The camera furiously shuttered as she seamlessly moved from pose to pose, needing little direction, but taking it when suggested. She stared down the lens with a focused intensity, exuding confidence and revealing the essence of a true artist in her element. The final photo snaps, she took a swig of Gatorade and shifted her focus to the interview portion of the afternoon.
She’s not new to this. She’s a pro.
BTT: So, your album (Made from the Dirt) has been out for over a year, and it’s still gaining traction, and you’ve been with MCA since 2017. So at least from the outside it seems like a fruitful relationship, but the label structure is much less prevalent these days. Do you get any pressure to put out new material?
KA: No, they’re really great at letting me take my artistic liberties. Obviously, there’s a rhythm to it. And the kiddies get mad if you don’t give’em new stuff every couple months. You must feed the algorithm! But they’re really good at letting me do my thing; it’s always quality over quantity, but you also have to realize there’s a math equation at the same time.

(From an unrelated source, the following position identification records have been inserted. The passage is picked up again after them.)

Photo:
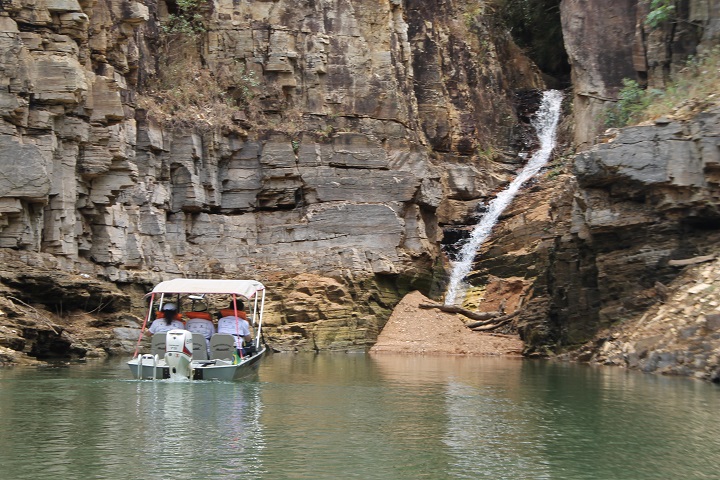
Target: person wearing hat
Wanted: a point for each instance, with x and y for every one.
(236, 326)
(168, 321)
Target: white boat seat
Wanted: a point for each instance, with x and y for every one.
(199, 346)
(157, 345)
(222, 346)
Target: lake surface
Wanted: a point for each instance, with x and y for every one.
(336, 416)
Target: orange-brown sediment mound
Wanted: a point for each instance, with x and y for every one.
(411, 329)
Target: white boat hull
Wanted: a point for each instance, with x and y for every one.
(146, 367)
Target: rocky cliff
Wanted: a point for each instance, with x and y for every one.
(355, 129)
(337, 150)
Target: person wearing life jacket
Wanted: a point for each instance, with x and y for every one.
(237, 326)
(200, 322)
(167, 319)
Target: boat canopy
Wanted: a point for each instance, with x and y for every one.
(246, 288)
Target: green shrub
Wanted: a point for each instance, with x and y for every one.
(661, 11)
(633, 100)
(694, 87)
(188, 20)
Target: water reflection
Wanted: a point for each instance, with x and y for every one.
(358, 416)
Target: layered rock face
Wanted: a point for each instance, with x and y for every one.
(363, 137)
(605, 244)
(608, 42)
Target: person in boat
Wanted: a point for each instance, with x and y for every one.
(200, 322)
(167, 320)
(237, 326)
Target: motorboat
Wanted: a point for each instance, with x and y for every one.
(191, 353)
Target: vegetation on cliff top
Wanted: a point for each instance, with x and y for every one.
(694, 88)
(185, 93)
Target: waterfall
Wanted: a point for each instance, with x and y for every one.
(545, 124)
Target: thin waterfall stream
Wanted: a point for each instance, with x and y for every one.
(545, 124)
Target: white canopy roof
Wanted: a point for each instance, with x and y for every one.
(246, 288)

BTT: Is it more of a social media thing to keep fans interested and invested?
KA: Yes, for sure. The past couple years the pressure to be a content creator before anything else is the heaviest burden. There are shitty days when I cannot believe I had to spend three hours editing a fucking TikTok that someone’s gonna watch for 10 seconds instead of writing a song that could move the needle for me, but at the same time I heard Billie Eilish’s brother talking about how we could bitch about doing a TikTok all day long; we can go round and round about how that is not important and we just want to write music. Okay, back in the day, would you rather spend thousands of dollars on a billboard that somebody drives by and maybe remembers your name and doesn’t have a cell phone to look you up as soon as you see it, would you rather do that?
BTT: But that’s gotta be frustrating. At the core, it’s all about the music. How does that affect your writing and creative process?
KA: I try to concentrate on the fact that successful people pivot—like, it’s fine whatever adversity comes my way I’ll make it my bitch, I’ll jump over it, fist-fight it, go around it, but we’re gonna make it happen because I’m fucking good and I deserve to have it. But like I said, some days are harder than other days—you might play a show where the crowd is completely full, and my tank is full, I can make some TikTok videos, but other times you could be at home for down period and be like ‘how the fuck am I going to come up with content when I’ve been sitting at my house for 10 days? It’s a beast, but I don’t try to kill the beast, I just try to leash it.
BTT: It seems like country music is at a crossroads with new subgenres emerging constantly.
KA: Ehh, maybe like three, four or five roads splitting off all different ways; it’s a roundabout intersection, fucking four leaf clover.
BTT: Ha! Exactly. So where do you see it going? Are artists just playing whatever their preferred genre is under the guise of country music? Or is it really growing organically and can possibly provide something for everyone?
KA: We’ve definitely added a lot more subgenres, but I don’t think that’s a bad thing. I think right now we’re going through some growing pains as far as people agreeing or disagreeing, or Grammys adding a more traditional country category, or this festival being this, this and that; it’s not this small labeled box anymore. But I mean, think of all the other genres that have subgenres, and they maybe went through this growing pain when they started branching off, and they got the fuck over it. We’re welcoming new people to the genre, and there couldn’t be anything better for us—more revenue, more fans, more everything. Like you said, there’s something for everyone and I think it’s great that it’s not just one blank label of country or non-country—most people’s playlist is diverse, so let it be whatever it is, and just because there’s some subgenres of country that you don’t like, that doesn’t mean it’s not country, it just means they’re not yours.
At this point her manager came over with a calm urgency. “I’m so sorry to cut this short, gentlemen. Kass, we gotta move.” From photo shoot, to interview, to the stage in the span of about 45 minutes, she graciously thanked us and set off toward the stage—sufficiently hydrated—minutes away from wowing yet another crowd. Catch this elegant badass when she storms through your town continuing her onslaught of taking over the country music scene.